Crucially, this campaign is not just limited to China. Over the last decade, China has invested heavily in its global media footprint, acquiring shares in foreign media outlets and vastly expanding the reach of international TV broadcasting. The state-owned China Global Television now airs in more than 160 countries while independent Chinese media overseas has shrunk.
Cedric Alviani, Reporters Without Borders’ Taipei Bureau Director, who has written extensively about press freedom in China, characterized Beijing’s approach to the press as: “If you can’t kill it, buy it.” The outcome, he added, “is that now, in 2022, there’s very few Chinese language overseas media that are critical of the Chinese regime.”
Adversarial reporters or journalists who cover Beijing’s policies in an unflattering light outside the country have come under diplomatic pressure from Chinese embassies overseas, including foreign reporters like a Swedish journalist who received a threatening email from the Chinese Embassy in Sweden in 2021, accusing him of spreading anti-Chinese misinformation and demanding he cease his coverage or “face the consequences of your actions.”

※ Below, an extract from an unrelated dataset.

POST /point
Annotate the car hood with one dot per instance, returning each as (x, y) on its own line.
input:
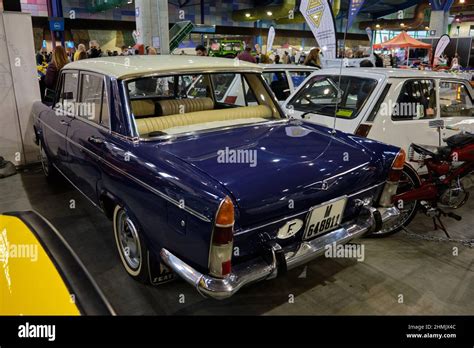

For journalists with Radio Free Asia’s Uyghur Service in Washington, D.C., the risks of the work are well understood.
“Our reporters understand the difficult situation we are in,” Seytoff told me. “But in spite of the detention and the disappearances of our loved ones, in spite of the fact that China is committing genocide against our people, and in spite of all of this tremendous psychological pressure on us, I think we have kept our cool. We are deeply devoted to journalism.”